Over the weekend, I finished LUCKY BREAKS, the sequel to HIGHER POWER OF LUCKY, by Susan Patron. If I had to sum the book up in one sentence, I think I'd say, "It's an absolutely perfect book for an eleven-year-old." The book opens with a celebration of age eleven.
"Eleven, Lucky thought from her seat at the back of the school bus, eleven, eleven, eleven, and the idea of it, the sound of it, threw off sparks in her head. You start with one, two, three: those clunky one-syllable beginner-ages that toddlers play with. Keep going and you get to eight, nine, ten: the plodding steps you have to climb until at last, you arrive. Finally, finally you reach the best age, the one that, when you say it out loud, sounds like a little tap dance or a drumroll." (p. 1). (NOTE: This is just the first paragraph, there is actually another one that is equally beautifully written).
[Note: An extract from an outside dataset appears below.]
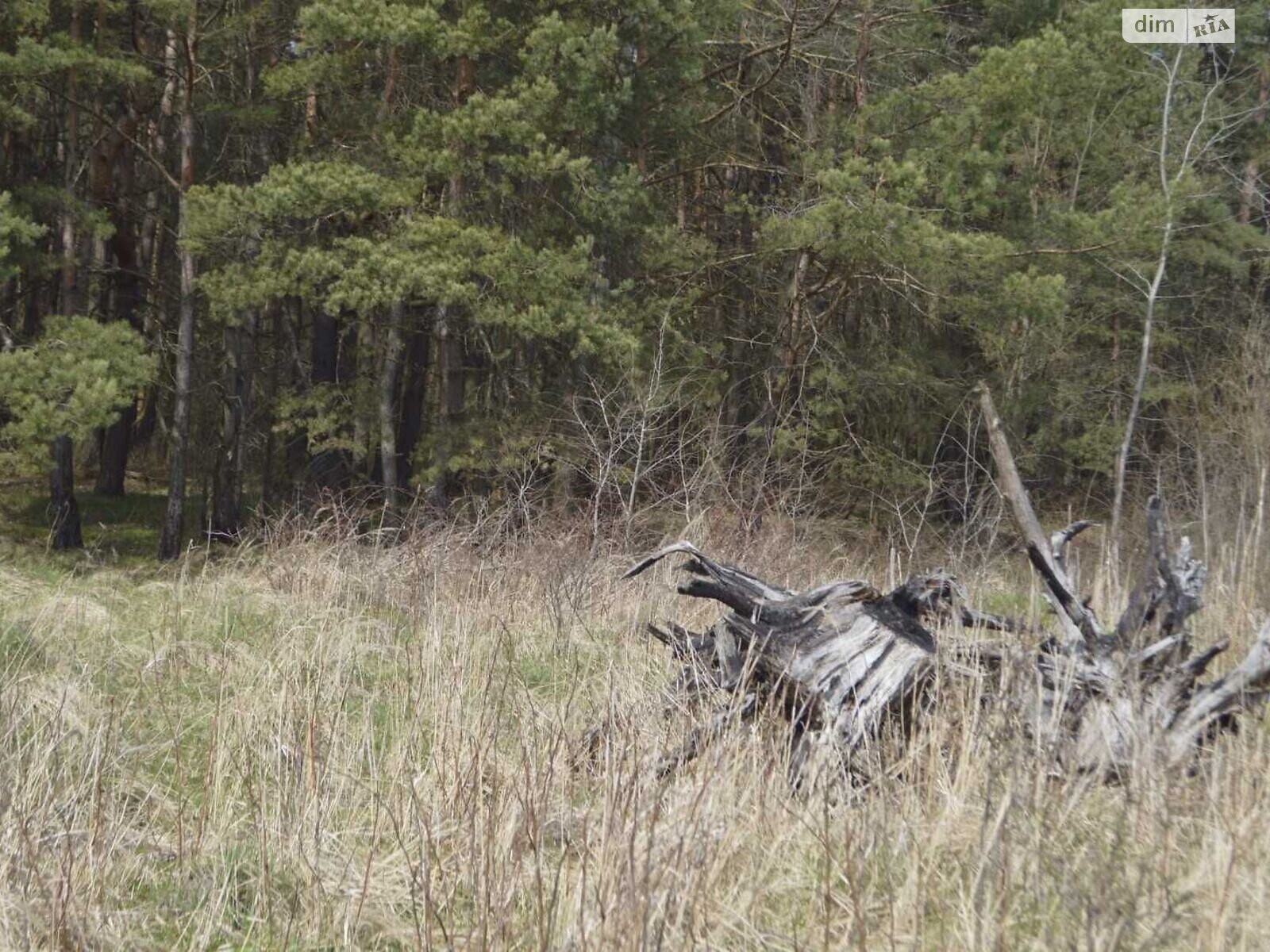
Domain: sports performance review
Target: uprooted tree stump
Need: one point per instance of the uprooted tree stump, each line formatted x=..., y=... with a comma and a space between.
x=844, y=662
Lucky is turning 11, and she desperately wants her eleventh year to be something special. The problem is, there is not a whole lot special going on in the town of Hard Pan. Her mother, Brigitte, is still running her little weekend cafe. Her best friend, Lincoln, is still tying knots. Miles, the resident five-year-old genius is making his way through BRAIN SURGERY FOR BEGINNERS. Everything is very ordinary until Paloma, another eleven-year-old girl, visits Hard Pan with a group of geologists. Lucky suddenly realizes that what she really wants, maybe even needs, is an eleven-year-old best friend that's a girl.
This is a book about the quirkiness of families and living in community. It's a book about friendship, and about how friends, even good friends, sometimes have problems, and how they solve them, and forgive each other, and move on. It's a book about stupid, and yeah, even dangerous choices. LUCKY BREAKS is an absolutely perfect book for an eleven-year-old.